Der Blinde hörte trotz der Zurechtweisung durch die Leute nicht zu schreien auf, im Gegenteil, er schrie nur noch lauter und setzte beharrlich seine große Jesus-Litanei fort: „Jesus, Sohn Davids, erbarme dich meiner!“. Da blieb Jesus im Volksgedränge stehen. Jemand hat gemeint, dieser kurze Satz im heutigen Sonntagsevangelium sei eine der bewegendsten Schriftstellen: Mitten im Strom der großen Menge bleibt Jesus stehen für diesen einen und ist nun ganz da für ihn. Und der war ein blinder Bettler. Und Jesus sagt zu den ihn Umstehenden: „Bringt diesen Mann zu Mir her!“

Das Volk ist sofort umgestimmt. Eben haben die Leute den Blinden noch angefahren wegen seines Schreiens, jetzt rufen sie ihm zu: „Hab Mut! Steh auf! Er, Christus, ruft dich!“ Ist das nicht ein Wort, das wir jedem Kranken, jedem Leidtragenden zurufen könnten?

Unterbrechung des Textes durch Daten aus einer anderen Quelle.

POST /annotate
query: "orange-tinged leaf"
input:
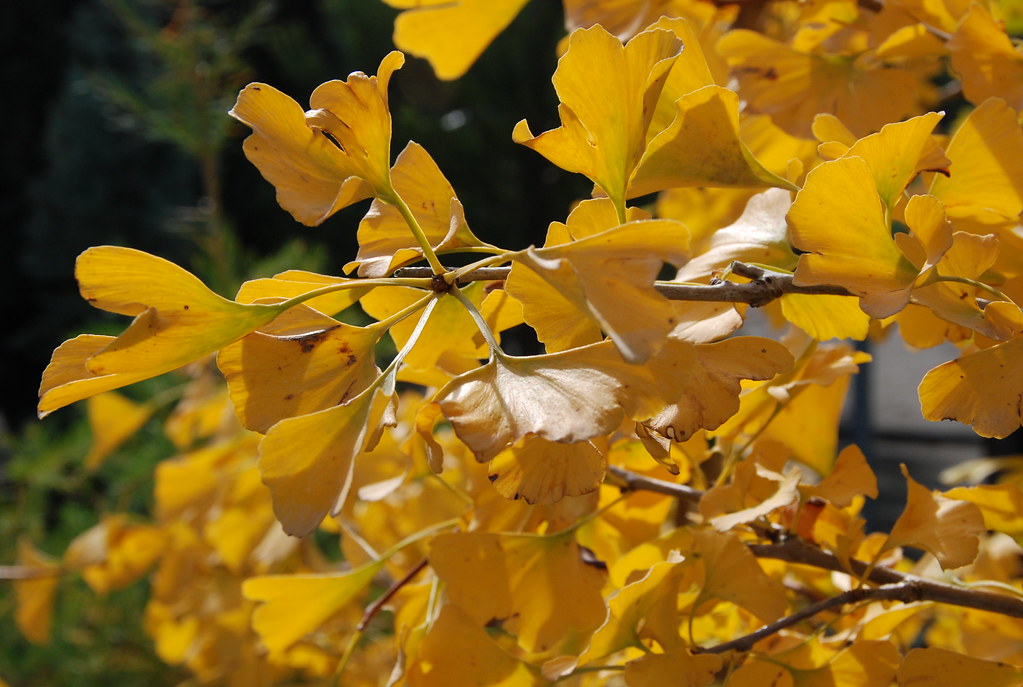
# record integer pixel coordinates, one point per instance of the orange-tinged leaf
(940, 668)
(451, 35)
(178, 319)
(456, 650)
(605, 122)
(985, 182)
(540, 589)
(609, 277)
(386, 242)
(307, 461)
(542, 471)
(273, 377)
(702, 147)
(114, 418)
(985, 58)
(677, 667)
(294, 605)
(712, 373)
(34, 596)
(981, 390)
(947, 529)
(732, 574)
(838, 221)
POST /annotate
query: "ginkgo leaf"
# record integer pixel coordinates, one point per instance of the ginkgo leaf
(793, 86)
(985, 58)
(540, 589)
(542, 471)
(677, 667)
(898, 152)
(945, 528)
(731, 574)
(602, 273)
(34, 596)
(982, 390)
(326, 158)
(712, 373)
(455, 650)
(940, 668)
(850, 477)
(838, 221)
(178, 319)
(294, 605)
(272, 377)
(567, 397)
(114, 418)
(386, 242)
(759, 235)
(985, 182)
(115, 553)
(702, 147)
(307, 461)
(451, 35)
(605, 122)
(298, 282)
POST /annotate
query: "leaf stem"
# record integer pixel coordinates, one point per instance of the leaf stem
(420, 236)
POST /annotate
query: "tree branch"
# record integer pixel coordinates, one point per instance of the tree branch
(766, 286)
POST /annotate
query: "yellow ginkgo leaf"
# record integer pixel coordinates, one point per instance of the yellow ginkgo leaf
(541, 589)
(542, 471)
(702, 147)
(712, 374)
(335, 154)
(839, 223)
(793, 85)
(451, 35)
(457, 650)
(605, 121)
(567, 397)
(307, 461)
(851, 476)
(115, 553)
(294, 605)
(985, 58)
(609, 278)
(34, 594)
(982, 390)
(677, 667)
(113, 418)
(898, 152)
(984, 188)
(273, 377)
(947, 529)
(178, 320)
(298, 282)
(940, 668)
(386, 242)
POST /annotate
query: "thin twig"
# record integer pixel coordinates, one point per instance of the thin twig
(375, 606)
(766, 286)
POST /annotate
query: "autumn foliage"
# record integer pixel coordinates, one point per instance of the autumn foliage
(658, 498)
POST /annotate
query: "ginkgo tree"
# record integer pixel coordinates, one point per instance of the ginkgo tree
(657, 498)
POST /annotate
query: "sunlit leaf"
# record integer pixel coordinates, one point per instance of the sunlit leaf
(605, 122)
(946, 528)
(337, 153)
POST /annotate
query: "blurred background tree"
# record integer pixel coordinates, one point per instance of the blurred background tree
(117, 132)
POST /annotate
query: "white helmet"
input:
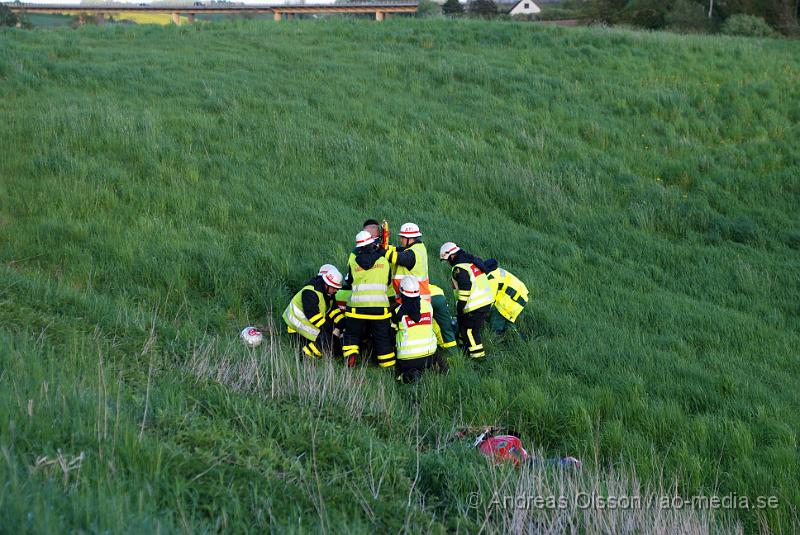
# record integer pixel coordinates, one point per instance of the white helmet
(333, 277)
(410, 230)
(364, 238)
(324, 268)
(447, 250)
(409, 286)
(251, 337)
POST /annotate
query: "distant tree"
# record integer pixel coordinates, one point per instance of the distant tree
(688, 16)
(7, 17)
(428, 8)
(747, 26)
(483, 8)
(605, 11)
(650, 14)
(452, 7)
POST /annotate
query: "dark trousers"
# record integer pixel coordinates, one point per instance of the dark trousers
(410, 370)
(325, 343)
(379, 331)
(469, 332)
(441, 313)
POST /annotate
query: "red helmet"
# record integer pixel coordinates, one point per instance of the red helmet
(504, 448)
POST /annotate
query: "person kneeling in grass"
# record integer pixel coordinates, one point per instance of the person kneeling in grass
(416, 340)
(510, 297)
(312, 314)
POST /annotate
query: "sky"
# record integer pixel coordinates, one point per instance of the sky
(183, 2)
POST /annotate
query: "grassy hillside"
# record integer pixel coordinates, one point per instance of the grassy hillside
(160, 188)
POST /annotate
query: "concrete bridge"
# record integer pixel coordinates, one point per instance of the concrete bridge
(380, 10)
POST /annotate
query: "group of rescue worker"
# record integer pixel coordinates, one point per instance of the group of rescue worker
(386, 306)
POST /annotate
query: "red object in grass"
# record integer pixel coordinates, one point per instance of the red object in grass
(503, 448)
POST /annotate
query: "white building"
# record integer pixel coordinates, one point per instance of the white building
(525, 7)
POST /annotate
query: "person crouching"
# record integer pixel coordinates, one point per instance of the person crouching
(416, 340)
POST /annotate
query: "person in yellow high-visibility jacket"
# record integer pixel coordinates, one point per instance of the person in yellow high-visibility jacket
(312, 314)
(416, 340)
(474, 296)
(510, 296)
(367, 313)
(411, 258)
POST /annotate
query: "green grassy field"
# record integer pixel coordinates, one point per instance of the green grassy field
(160, 188)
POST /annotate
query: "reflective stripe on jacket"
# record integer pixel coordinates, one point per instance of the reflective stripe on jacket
(416, 339)
(480, 292)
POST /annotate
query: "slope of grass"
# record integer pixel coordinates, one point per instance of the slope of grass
(162, 187)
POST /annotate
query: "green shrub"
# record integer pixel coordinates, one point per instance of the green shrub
(428, 8)
(747, 26)
(687, 15)
(7, 17)
(452, 7)
(483, 8)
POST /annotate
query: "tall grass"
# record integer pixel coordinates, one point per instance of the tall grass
(160, 188)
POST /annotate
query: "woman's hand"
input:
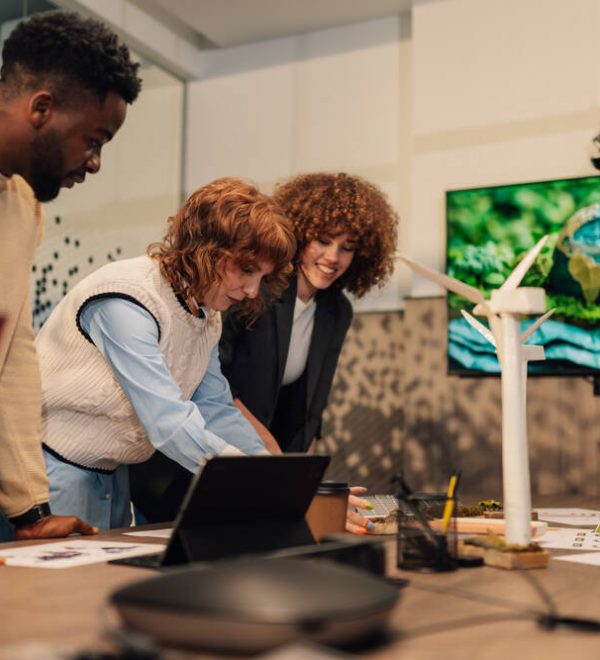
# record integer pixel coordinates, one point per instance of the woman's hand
(356, 523)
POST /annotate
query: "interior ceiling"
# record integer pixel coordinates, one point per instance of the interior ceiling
(223, 23)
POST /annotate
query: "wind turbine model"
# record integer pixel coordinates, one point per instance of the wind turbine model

Was tat nun der Blinde? Er sprang wirklich auf, so rasch, dass ihm der Mantel vom Rücken fiel. Und schon war der Blinde bei Jesus. Und Jesus sagt zum Blinden: „Was willst du denn, dass Ich dir tun soll?“ Die erstaunte, vertrauens- und ehrfurchtsvolle Antwort des blinden Bettlers lautet: „Rabbuni, dass ich wieder sehe!“ Eigentlich ist das gar keine Bitte, nur ein Wunsch, aber dieser Wunsch wird mit einer so schönen, vertrauensvollen Anrede an Jesus gerichtet: „Rabbuni“ – Rabbi = Lehrer, Rabbuni = mein Meister, mein Herr. In dieser Anrede klingt ganz großes Vertrauen und ganz große Ehrfurcht mit, aber auch das Staunen darüber, wie dieser Herr ihn überhaupt noch fragen kann, was er sich denn wünsche. Das ist doch klar und selbstverständlich: Sehen, wieder sehen können, auf dass die Finsternis weicht und es wieder licht wird!

Der Herr hat den Glauben des blinden Bettlers und sein großes Vertrauen voll und ganz erkannt. Mit seinem Glauben hat sich dieser blinde Bettler gegen die ganze Volksmenge, die ihn doch zuerst zum Schweigen hätte bringen wollen, durchgesetzt. Sein Glaube hat ihn sofort auf die Beine gebracht. Der Herr belohnt nun gleichsam den großen vertrauensvollen Glauben dieses Blinden. Er sagt zu ihm: „Geh! Dein Glaube hat dich geheilt!“

Geheilt von der Blindheit geht der Bettler, aber nicht weg von Christus, sondern mit Christus. Er bleibt fortan bei Christus, er folgt Christus nach, nicht bloß äußerlich, sondern auch innerlich will er sich auf dem weiteren Lebensweg von Christus immer wieder erleuchten lassen. So wurde er in der Urkirche zu einer auch namentlich bekannten Persönlichkeit. Sonst hätte der Evangelist Markus wohl nicht seinen Namen „Bartimäus“ ausdrücklich aufgezeichnet.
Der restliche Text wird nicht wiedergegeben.